James took the high road when asked for comment after the game about the jerseys, citing “frustration” and that “it might be mental,” but the NBA and Nike, who will be taking over production of the league’s uniforms from Adidas starting next season, took serious note of James’ symbolic gesture and reportedly scrapped the sleeved concept from their plans.
Nike, meanwhile, is expected to present its initial NBA jersey designs to retailers beginning this week. The company said it doesn’t plan to produce sleeved jerseys, a style debuted by Adidas in 2013 that received mixed reviews from players and fans.
Maybe James influenced the move, maybe he didn’t, but overall, the jerseys received negative reviews from players over their four-year run. In 2014, then-Knicks guard Beno Udrih said the sleeves “bothered him and his shot,” Dirk Nowitzki called them “awful,” and Robin Lopez suggested a “mass burning” of the sleeved jerseys when they were introduced in 2013.
However, the Nuggets, who were a perfect 5-0 in their sleeved jerseys this season, before Saturday night’s loss to Houston, actually want to wear them more often.

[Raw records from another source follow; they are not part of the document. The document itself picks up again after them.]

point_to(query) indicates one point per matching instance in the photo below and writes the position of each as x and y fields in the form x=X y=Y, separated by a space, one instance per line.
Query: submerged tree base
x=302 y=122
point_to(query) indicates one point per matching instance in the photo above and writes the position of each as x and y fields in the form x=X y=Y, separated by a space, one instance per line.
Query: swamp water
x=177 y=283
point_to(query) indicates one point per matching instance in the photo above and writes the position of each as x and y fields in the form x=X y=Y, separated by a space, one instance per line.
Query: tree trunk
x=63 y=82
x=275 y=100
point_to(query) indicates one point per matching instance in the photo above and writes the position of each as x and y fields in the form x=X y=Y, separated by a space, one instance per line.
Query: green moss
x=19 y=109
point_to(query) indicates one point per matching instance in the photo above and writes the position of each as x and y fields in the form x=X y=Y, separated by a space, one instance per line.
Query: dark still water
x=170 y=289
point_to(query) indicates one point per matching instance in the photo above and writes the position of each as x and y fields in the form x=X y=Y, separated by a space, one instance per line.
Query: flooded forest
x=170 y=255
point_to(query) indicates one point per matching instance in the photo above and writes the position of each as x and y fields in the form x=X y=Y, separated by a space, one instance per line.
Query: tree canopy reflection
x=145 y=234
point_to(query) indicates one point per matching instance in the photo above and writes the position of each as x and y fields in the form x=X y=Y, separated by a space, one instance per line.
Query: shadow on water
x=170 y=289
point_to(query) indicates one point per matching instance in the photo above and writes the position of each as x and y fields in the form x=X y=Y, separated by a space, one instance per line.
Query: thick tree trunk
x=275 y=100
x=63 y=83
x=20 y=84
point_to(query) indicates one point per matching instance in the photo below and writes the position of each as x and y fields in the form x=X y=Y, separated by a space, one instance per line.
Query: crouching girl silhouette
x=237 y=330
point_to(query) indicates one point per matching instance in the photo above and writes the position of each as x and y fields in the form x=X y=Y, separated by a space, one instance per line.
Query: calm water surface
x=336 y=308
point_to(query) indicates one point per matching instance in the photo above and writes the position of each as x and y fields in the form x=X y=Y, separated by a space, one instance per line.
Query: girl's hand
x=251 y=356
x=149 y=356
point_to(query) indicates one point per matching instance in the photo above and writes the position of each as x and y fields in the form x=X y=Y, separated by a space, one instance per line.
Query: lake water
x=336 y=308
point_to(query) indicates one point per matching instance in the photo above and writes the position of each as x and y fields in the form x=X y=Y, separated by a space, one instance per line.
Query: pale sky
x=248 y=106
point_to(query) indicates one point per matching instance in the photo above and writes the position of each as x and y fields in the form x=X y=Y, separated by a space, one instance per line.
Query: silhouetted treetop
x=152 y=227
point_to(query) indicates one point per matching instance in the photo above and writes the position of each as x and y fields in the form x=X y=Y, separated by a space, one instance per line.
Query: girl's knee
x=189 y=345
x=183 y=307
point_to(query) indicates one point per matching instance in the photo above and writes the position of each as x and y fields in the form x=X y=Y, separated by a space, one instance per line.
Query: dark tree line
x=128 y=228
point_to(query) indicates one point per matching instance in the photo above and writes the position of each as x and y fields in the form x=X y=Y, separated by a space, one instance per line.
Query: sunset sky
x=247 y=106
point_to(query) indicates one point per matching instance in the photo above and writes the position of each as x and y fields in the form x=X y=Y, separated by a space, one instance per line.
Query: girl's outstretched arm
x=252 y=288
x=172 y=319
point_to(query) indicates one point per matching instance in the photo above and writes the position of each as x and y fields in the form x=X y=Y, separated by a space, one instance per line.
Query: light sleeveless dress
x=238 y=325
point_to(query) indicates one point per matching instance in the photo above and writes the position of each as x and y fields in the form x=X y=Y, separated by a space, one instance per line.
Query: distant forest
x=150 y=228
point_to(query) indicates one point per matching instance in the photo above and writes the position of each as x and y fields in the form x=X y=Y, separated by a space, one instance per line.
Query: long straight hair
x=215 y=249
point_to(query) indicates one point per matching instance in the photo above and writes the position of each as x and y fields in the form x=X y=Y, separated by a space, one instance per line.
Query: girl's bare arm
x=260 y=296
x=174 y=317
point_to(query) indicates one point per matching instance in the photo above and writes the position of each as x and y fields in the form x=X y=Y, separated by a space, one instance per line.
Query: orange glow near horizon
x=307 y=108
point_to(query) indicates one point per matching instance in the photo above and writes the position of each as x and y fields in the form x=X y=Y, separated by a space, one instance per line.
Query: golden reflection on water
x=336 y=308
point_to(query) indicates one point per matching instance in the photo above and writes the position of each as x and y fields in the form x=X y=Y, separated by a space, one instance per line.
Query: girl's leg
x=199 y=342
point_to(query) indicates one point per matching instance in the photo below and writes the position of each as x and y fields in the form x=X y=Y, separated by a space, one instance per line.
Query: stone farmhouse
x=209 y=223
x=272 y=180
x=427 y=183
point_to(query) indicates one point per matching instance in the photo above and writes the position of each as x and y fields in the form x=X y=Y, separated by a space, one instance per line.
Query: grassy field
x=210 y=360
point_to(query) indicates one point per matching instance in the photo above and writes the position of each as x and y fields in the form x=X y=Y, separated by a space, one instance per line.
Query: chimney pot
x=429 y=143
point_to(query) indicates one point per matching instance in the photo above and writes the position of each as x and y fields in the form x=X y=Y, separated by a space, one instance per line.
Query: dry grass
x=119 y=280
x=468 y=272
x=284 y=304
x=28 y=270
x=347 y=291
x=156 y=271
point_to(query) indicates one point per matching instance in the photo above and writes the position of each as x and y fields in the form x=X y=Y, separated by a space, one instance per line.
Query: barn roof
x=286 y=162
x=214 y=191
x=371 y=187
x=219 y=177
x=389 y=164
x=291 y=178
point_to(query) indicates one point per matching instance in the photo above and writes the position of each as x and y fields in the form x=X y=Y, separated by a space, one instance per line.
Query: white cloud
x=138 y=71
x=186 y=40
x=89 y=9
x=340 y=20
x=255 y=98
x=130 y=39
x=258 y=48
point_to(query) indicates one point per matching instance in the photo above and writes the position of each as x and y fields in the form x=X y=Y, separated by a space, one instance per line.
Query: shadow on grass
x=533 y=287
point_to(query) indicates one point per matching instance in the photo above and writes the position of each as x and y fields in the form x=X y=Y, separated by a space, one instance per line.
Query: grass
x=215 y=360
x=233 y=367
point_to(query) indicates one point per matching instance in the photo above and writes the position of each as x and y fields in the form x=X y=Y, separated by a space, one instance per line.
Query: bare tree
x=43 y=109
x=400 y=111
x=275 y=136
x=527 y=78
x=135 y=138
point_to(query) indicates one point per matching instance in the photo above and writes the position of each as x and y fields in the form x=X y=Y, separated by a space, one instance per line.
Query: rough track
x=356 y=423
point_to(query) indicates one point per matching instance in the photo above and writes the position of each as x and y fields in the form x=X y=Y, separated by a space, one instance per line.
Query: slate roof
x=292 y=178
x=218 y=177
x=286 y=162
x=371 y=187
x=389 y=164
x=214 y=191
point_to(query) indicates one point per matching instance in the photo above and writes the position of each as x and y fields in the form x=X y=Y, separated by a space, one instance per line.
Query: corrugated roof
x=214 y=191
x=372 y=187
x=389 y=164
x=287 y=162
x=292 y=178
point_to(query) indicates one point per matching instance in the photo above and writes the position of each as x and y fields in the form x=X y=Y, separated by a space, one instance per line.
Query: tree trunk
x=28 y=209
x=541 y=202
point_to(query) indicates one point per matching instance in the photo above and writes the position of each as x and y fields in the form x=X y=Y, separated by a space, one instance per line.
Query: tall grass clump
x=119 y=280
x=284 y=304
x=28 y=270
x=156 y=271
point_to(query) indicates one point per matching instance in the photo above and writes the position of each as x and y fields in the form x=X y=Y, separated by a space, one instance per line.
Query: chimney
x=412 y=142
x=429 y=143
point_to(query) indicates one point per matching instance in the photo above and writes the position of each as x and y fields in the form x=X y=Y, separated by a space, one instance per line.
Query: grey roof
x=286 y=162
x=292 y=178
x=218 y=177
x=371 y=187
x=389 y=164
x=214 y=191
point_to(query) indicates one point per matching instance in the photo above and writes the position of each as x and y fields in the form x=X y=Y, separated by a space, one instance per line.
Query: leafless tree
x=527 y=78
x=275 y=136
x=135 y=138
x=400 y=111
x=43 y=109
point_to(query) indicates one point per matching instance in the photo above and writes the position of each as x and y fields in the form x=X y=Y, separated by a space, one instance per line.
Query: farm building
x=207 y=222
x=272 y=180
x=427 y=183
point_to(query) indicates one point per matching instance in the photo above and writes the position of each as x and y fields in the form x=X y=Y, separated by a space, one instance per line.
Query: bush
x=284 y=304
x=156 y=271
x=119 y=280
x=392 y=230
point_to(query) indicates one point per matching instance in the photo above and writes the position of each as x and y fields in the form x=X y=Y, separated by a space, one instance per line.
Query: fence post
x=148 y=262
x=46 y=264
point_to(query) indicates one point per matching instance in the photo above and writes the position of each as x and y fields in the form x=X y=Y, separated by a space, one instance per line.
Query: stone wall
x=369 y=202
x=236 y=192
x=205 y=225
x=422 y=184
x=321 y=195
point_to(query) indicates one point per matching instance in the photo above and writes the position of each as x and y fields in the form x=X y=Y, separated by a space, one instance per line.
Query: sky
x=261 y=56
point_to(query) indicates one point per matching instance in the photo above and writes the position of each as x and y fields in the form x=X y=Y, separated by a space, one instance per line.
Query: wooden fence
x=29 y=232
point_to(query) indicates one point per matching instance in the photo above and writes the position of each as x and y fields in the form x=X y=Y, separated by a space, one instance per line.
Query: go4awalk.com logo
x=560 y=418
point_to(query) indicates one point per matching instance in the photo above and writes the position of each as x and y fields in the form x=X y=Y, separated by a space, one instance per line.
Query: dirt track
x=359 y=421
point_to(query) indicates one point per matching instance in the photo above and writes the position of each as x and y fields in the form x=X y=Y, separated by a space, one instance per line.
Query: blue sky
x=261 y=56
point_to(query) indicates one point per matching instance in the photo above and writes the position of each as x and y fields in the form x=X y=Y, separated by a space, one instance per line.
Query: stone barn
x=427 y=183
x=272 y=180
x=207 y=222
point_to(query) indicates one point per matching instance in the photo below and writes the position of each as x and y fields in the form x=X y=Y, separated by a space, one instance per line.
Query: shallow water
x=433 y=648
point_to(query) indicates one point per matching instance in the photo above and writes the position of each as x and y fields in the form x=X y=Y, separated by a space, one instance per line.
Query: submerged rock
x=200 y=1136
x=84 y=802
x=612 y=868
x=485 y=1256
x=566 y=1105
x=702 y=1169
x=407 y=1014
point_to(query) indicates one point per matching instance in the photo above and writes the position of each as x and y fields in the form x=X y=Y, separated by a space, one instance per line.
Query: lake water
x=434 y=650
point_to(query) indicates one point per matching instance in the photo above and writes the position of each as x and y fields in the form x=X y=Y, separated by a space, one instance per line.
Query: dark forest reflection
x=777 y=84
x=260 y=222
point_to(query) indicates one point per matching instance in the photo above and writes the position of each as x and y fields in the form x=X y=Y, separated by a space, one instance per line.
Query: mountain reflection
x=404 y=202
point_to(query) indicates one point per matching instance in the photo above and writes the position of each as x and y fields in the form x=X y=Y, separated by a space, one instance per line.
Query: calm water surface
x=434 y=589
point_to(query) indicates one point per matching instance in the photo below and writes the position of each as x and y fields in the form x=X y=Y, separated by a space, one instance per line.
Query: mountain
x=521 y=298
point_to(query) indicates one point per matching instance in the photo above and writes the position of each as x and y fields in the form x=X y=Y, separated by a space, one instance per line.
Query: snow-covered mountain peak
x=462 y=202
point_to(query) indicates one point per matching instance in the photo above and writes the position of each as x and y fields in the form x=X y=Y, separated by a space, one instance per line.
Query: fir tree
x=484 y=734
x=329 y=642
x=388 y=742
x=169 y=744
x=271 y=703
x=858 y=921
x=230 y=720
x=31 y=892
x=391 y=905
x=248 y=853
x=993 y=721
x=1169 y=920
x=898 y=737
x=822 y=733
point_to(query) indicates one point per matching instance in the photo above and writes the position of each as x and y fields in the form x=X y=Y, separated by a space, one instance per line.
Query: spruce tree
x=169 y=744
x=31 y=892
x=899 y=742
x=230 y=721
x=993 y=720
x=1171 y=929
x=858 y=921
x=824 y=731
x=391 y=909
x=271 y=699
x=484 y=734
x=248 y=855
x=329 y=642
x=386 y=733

“I like wearing them more than the other jerseys,” Will Barton said. “I love them.”
Denver has two alternate jerseys this season, three if you include the Rainbow Skyline Throwbacks they wore on opening night, which won’t be returning this year. The other alternates, the “WHITEGOLD” sleeved design and the yellow alternate, which the team debuted in 2012, are worn on specific games that are decided prior to the season.
“We mess with Sparky (Denver’s equipment manager) all the time saying we need to wear those jerseys more,” Gary Harris said prior to Saturday’s loss. “Because every time we wear them, we win.”
The Nuggets are 5-1 when wearing their sleeved jerseys and just 4-10 in their yellow alternates, which the team is slated to wear four more times this year. The “WHITEGOLD” jerseys aren’t scheduled to be worn again this season.
“I love them,” Harris said. “I really didn’t know what to think about the shirts at first but I think they’re pretty cool. I like wearing them.”
One veteran player told BSN Denver Saturday after the loss to the Rockets that “it really doesn’t matter to him,” what jerseys they wear but generally, his teammates do prefer to wear the sleeved jerseys because of comfort and that it doesn’t affect his shot at all.
Denver will wear their yellow alternates Monday in Houston, at home versus Oklahoma City April 9, on the road two days later in Dallas, and in Oklahoma City April 12.
With Nike ditching the sleeves and taking over production of the league’s uniforms next season, the Nuggets will retire their “WHITEGOLD” alternates to a box somewhere deep inside Pepsi Center, unless a playoff series warrants a revival come May.